Ne gerek var? Niçin yapıyor bunu? Anlamak olanaksız.
Ama ertesi gün de kalkıyor, hiçbir şey olmamış gibi Genelkurmay Başkanı’nı ziyarete gidiyor.
Böyle bir ortamda Arınç’ın Genelkurmay’da sempatiyle karşılanması mümkün olabilir mi?
Aynı konuşmada Arınç Çankaya’ya da dokunduruyor. Sezer’in siyasete mutlaka girmesini öneriyor, "Siyaset yapmayan bence eksik kalır.Siyaset insanı eğitir, terbiye eder diyeceğim de yanlış anlaşılır."
İyi güzel de Arınç bu nasihatleri verirken siyaset yapan bir kişi olarak pek de doğru bir örnek olmuyor.
Şu iki olay da gösteriyor ki, ülkede son günlerdeki gereksiz yere yaratılan gerginlikte Erdoğan ile Arınç’ın rolü var.
* * *
Oysa bir ülkede gerginlik çıkmaması için en büyük çabayı ve özeni hükümetin göstermesi gerekir.
Ülkeyi iyi yönetme sorumluluğu hükümete aittir.
Ama bakıyorsunuz çıkan bütün gerginliklerde Erdoğan ile Arınç baş aktör.
Kıbrıs konusunda devletin hiçbir kurumuna danışmadan, bırakın danışmayı bilgi bile vermeden yaşamsal bir adım atılıyor.
Başbakan "Ben bu adımı atarım, kimseye de sormam" derken, Dışişleri Bakanlığı "Çankaya’ya ve Genelkurmay’a bilgi verildi" diye açıklama yapıyor.
Çankaya ve Genelkurmay ise bilgi verilmediğini söylüyor.
Bu çelişkinin yaşanmasının da sorumlusu hükümettir.

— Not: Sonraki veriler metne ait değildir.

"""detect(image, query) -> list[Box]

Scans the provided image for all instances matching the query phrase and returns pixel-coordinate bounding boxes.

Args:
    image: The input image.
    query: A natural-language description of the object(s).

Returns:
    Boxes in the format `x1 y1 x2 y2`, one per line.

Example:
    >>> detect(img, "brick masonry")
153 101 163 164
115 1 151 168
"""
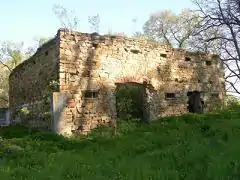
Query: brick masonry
9 29 226 136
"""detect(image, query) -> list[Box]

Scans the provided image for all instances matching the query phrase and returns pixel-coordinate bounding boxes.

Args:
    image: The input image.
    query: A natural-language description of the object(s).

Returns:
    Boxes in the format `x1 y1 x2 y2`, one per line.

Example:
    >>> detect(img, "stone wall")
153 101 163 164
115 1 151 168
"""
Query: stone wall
8 29 225 135
56 29 225 136
9 38 60 125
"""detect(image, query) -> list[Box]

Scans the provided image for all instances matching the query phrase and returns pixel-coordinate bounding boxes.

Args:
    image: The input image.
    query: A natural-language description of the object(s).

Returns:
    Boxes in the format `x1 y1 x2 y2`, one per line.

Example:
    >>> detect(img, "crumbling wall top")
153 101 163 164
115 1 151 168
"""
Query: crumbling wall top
10 28 221 80
57 28 171 50
57 28 220 59
9 37 58 78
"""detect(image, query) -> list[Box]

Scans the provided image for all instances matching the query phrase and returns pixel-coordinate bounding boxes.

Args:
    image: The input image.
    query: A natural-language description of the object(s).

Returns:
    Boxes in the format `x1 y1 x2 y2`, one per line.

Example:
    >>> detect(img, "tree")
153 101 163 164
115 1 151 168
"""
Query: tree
52 4 79 31
25 37 51 58
188 25 222 53
0 41 25 107
88 14 100 33
193 0 240 95
0 68 9 106
0 38 49 107
143 9 202 49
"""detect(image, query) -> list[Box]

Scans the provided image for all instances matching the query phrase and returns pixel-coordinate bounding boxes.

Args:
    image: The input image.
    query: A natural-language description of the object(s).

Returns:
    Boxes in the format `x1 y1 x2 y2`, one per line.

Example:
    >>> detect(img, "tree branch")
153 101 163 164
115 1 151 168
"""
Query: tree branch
0 60 12 72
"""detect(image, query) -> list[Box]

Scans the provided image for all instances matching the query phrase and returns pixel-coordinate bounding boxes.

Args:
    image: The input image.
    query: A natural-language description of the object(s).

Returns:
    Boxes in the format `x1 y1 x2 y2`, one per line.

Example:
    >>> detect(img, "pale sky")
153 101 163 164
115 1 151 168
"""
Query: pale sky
0 0 194 46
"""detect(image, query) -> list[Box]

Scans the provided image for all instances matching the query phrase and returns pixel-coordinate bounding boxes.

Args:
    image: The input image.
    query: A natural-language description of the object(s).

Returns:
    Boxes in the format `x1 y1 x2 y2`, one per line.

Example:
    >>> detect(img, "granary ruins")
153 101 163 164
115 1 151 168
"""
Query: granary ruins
9 29 226 136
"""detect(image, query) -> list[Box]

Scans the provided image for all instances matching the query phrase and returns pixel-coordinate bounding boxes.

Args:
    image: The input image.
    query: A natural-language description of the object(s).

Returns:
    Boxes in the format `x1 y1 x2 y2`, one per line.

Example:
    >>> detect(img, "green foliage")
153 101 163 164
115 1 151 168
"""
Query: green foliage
1 107 240 179
115 84 143 121
0 40 50 108
42 80 59 105
225 95 240 108
0 41 25 107
20 107 30 115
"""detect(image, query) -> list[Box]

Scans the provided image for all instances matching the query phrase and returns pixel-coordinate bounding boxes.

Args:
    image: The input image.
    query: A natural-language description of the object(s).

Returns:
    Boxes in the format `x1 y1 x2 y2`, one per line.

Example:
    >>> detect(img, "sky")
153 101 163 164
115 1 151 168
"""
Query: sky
0 0 194 47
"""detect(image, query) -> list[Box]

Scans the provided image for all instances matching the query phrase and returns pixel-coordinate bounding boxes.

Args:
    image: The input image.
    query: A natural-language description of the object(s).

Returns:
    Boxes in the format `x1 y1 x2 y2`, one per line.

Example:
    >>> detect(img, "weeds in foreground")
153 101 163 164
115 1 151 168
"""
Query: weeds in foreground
0 107 240 179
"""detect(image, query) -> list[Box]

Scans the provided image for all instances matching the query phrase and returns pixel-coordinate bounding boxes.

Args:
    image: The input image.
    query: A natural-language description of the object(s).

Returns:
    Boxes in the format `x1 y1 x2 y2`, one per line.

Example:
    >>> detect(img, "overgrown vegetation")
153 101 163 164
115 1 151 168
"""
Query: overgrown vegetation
0 105 240 179
115 84 145 121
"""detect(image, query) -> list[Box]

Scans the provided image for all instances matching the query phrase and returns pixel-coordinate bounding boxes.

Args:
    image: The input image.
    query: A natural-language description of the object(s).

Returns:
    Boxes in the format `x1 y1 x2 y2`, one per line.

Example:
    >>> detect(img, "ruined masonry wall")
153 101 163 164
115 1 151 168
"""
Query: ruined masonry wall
8 29 225 135
9 38 60 123
57 30 225 136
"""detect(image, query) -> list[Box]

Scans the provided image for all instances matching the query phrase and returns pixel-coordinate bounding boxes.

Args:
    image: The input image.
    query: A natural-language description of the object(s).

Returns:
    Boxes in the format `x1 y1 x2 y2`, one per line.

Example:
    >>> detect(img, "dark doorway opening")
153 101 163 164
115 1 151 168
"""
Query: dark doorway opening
115 83 149 121
187 91 204 113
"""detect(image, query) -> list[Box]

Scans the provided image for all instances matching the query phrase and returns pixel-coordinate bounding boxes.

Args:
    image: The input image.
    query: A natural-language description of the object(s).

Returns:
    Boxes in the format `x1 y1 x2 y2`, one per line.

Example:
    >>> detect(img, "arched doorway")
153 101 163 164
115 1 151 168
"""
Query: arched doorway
115 82 149 121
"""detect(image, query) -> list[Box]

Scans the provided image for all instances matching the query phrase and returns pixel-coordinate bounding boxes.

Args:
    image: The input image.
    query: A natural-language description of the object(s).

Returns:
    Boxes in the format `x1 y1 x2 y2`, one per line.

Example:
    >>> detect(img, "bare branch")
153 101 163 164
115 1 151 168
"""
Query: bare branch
0 60 12 72
193 0 240 94
226 79 240 94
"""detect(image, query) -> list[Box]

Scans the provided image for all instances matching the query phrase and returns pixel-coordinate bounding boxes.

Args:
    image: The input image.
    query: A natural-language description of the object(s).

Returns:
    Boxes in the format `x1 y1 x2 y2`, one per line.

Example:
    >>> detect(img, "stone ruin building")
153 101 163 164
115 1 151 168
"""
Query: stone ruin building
9 29 226 136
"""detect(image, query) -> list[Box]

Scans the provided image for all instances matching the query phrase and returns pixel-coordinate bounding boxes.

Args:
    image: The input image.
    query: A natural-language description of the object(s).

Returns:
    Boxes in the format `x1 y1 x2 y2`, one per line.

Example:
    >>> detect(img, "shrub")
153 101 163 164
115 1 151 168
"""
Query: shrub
225 95 240 108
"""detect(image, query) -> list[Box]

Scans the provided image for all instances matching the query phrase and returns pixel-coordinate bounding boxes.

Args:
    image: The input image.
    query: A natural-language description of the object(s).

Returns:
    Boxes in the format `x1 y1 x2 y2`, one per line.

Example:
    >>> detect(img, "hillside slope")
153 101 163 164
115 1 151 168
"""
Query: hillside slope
0 107 240 179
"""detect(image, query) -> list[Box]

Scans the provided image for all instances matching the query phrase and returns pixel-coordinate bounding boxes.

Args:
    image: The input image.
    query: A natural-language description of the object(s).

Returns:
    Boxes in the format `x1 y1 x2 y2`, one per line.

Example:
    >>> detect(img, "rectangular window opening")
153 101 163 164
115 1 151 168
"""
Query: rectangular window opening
185 57 191 61
165 93 176 99
130 49 140 54
160 53 167 58
84 90 99 99
206 60 212 66
211 93 219 98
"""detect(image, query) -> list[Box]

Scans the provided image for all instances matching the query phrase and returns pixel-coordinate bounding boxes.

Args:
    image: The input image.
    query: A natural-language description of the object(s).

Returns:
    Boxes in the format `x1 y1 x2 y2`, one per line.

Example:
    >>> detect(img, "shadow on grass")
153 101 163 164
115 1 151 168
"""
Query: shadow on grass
0 120 144 157
1 106 239 156
0 125 94 154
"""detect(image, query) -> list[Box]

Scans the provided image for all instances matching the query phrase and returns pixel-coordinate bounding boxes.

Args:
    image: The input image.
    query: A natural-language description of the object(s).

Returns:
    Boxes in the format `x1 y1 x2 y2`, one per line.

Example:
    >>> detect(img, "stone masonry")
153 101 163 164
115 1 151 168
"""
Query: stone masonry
9 29 226 136
9 38 59 125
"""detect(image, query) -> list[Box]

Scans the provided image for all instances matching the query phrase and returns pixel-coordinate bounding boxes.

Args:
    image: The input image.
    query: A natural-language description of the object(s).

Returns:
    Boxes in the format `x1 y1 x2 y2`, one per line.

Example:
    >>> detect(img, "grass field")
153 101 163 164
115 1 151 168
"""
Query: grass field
1 107 240 179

Kıbrıs konusunda kendi kafalarına göre attıkları adımın bir işe yaramayacağını bırakın konunun uzmanlarını, sade vatandaşlar bile gördü.
Nitekim hiçbir işe yaramadı. Avrupa Birliği yetersiz buldu.
Kıbrıs Rumları ile Yunanistan Türkiye’nin önerisini reddetti.
Ülkeler ortak akıl kullanılırsa iyi yönetilir.
"Ben yaptım oldu" anlayışı, özellikle de dış politikada çoğunlukla fiyaskolarla sonuçlanır.